Pretexting and the Law

Pretexting is illegal in the United States. For financial institutions regulated by the Gramm-Leach-Bliley Act of 1999 (GLBA) (nearly all financial institutions), any attempt by an individual to obtain or cause an employee to disclose customer information through deception or false information is illegal. Also, GLBA-regulated institutions must enforce standards for training their employees to detect attempted pretexting. In 2006, Congress passed the Telephone Records and Privacy Protection Act of 2006, which extends protections to records kept by telecommunications companies. Unfortunately, in other industries, it needs to be clarified whether pretexting is illegal. In future court cases, prosecutors will have to decide which laws to use to bring charges since many were created without this scenario.

How to Prevent Pretexting

The most effective way to protect your organization from fraud is to avoid interacting with messages from suspicious and unknown senders. Scammers aim to get people to click on links or download infected attachments at all costs. Therefore, any statement that asks you to do any of these things should be taken cautiously. Here are a few methods companies use to protect themselves from pretexting:

DMARC

Since pretexting involves impersonation, the email must look as authentic as possible to be successful. This requires email spoofing. Domain-based authentication, reporting, and message matching (DMARC) is the most common form of email spoofing protection. However, it requires constant and complex maintenance, which makes it very limited.

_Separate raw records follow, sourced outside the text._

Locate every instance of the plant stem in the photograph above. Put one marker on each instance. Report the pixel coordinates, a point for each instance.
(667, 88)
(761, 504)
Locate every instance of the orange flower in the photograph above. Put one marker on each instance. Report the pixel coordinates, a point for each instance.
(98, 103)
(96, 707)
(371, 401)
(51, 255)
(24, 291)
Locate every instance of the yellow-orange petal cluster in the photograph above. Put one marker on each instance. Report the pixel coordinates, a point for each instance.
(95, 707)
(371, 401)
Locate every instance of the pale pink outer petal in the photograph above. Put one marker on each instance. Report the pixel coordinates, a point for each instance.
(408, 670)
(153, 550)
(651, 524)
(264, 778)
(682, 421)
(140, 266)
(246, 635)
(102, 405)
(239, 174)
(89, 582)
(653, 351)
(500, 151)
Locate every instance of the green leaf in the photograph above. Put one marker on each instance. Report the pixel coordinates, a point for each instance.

Moreover, although DMARC stops accurate domain spoofing, it does not stop name spoofing or related domain spoofing, which are much more common in targeted phishing attacks. However, attackers use these more sophisticated techniques mainly because of the effectiveness of DMARC.

AI-based email analysis

Modern problems require modern solutions. To reduce risk, enterprises must strive for a more advanced detection method than DMARC. Next-generation anti-target phishing technology uses artificial intelligence (AI) to learn user behavior and detect signs of pretexting. It can also detect email addresses and traffic anomalies, such as display name spoofing and related domains. Natural Language Processing (NLP), part of AI, examines language and can decipher phrases and words common to phishing and pretexting.

Educate users

The most effective solution is to train your users to spot pretexting. To do this, you should share real pretexting examples with them. Unfortunately, often the success of targeted phishing and pretexting is that users have yet to learn what it looks like and do not notice anything unusual in the requests they receive. Therefore, you should educate your users about all sorts of different types of spoofing and teach them how to analyze their emails for signs of display name spoofing and related domains. In addition, you should establish rules for financial transactions, such as confirming requests in person or by phone.

Report a phishing email

Unfortunately, users cannot prevent phishing attempts. However, they can be vigilant and report phishing emails when they spot them, thus protecting themselves and their organizations. To be a good Internet citizen and do your part, report phishing at phishing-report@us-cert.gov.

The post Pretexting in Cyber Security: Facts to Know appeared first on Gridinsoft Blog.